The Red Cross that we visited is doing some pretty cutting edge things. Through government funding they have broadly publicized this surgery and encouraged women and men to undergo it. Most women are unaware of how simple and painless this surgery is and are therefore reluctant to do it. With the addition of religious and moral beliefs, most women are hesitant about the surgery. But the Red Cross has managed to inform women about the benefits of this surgery, and now women from all over the country travel here to have this procedure done. The increasing number of tubectomies and vasectomies results in one thing: population control, which is something that India is in dire need of.

So after I got all the facts on the surgery, I met the surgeon. He was so friendly and compassionate that I was immediately excited to watch him do the surgery.

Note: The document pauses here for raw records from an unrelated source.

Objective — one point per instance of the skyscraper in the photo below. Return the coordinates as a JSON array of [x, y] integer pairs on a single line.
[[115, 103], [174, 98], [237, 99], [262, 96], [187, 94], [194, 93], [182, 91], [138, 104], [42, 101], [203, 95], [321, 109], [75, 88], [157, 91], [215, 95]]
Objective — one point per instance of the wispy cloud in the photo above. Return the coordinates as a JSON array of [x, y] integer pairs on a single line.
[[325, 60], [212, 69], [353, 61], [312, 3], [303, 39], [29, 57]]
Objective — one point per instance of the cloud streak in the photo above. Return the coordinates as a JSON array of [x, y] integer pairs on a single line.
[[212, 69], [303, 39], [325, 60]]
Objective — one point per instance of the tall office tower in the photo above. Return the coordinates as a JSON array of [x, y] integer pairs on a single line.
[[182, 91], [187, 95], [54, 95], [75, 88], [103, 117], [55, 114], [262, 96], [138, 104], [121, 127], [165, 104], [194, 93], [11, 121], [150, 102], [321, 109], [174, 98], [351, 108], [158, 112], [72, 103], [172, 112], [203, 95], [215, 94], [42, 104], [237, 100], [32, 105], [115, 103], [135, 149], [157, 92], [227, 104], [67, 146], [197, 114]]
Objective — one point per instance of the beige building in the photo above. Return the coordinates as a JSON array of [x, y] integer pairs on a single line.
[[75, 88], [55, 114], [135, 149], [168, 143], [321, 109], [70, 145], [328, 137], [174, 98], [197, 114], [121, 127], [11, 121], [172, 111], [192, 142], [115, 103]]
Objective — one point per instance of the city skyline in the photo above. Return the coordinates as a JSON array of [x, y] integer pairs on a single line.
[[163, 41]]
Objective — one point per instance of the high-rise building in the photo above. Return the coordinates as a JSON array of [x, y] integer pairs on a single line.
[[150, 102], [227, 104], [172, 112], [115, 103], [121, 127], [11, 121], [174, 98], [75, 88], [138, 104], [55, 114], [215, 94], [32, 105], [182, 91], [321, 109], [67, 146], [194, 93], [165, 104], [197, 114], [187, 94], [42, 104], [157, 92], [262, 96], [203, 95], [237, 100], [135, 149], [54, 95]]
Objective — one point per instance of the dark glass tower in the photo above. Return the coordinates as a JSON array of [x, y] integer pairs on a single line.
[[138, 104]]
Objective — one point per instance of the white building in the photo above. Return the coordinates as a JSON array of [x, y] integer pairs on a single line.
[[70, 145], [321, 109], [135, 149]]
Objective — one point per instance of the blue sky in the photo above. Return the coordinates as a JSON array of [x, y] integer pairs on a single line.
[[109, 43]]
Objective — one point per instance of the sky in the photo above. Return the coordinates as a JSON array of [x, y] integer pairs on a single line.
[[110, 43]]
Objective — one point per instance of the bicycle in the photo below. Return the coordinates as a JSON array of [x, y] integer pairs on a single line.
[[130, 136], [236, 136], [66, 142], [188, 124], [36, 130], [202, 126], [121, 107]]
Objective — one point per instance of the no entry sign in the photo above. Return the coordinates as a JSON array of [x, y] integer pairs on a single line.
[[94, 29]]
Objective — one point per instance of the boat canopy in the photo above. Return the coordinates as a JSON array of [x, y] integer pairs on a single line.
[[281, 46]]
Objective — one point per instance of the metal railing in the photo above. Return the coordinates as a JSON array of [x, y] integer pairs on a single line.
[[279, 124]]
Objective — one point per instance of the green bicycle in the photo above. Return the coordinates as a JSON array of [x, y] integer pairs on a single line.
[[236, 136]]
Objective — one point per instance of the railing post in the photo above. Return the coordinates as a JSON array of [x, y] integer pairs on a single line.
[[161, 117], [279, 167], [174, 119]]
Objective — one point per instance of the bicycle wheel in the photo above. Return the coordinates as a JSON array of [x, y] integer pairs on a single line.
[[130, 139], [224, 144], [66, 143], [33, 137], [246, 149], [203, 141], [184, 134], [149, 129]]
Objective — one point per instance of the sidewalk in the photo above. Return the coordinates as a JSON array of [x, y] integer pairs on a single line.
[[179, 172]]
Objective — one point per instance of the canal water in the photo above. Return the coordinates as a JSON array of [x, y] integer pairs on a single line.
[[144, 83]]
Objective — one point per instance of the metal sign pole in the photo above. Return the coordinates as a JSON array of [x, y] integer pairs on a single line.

I got geared up in my mask and hair net and chapals, and looking like a legitimate surgeon, I was finally prepared for the surgeries.

It was breath taking to watch the doctor perform these surgeries. The skill and efficiency he demonstrated were flawless and he was able to do about five surgeries in twenty minutes. It truly was unbelievable and I was so happy to be a part of it. While the doctor was operating he explained every little detail to me, and I got so much out of this experience. Here are some of the pictures. But the squeamish should proceed with caution, as these photographs are a bit gory!

After the surgeries were over we gave some of the ladies Sarees and other goodies! They were so relieved that the surgery was complete and so excited to get gifts!

1 comment:

  1. Chands

    Wow!!!! I am very impressed. You are right, you have had an opportunity to witness and experience so many things that you probably would not have back home. Thank you Amamma and all others who made this possible.

    I expect the first hand experience has got you inspired and will focus you on what needs to be done to become a doctor. I am confident you have the ability and all the soft skills (compassion, empathy, etc) which will give you terrific bedside manners. You also have the academic curiosity, intelligence and dedication to succeed in a rigorous academic program. I wish you well and hope you fulfill your dreams of becoming a kind, caring and selfless doctor.

    We are very proud of you and you will always have our unconditional support.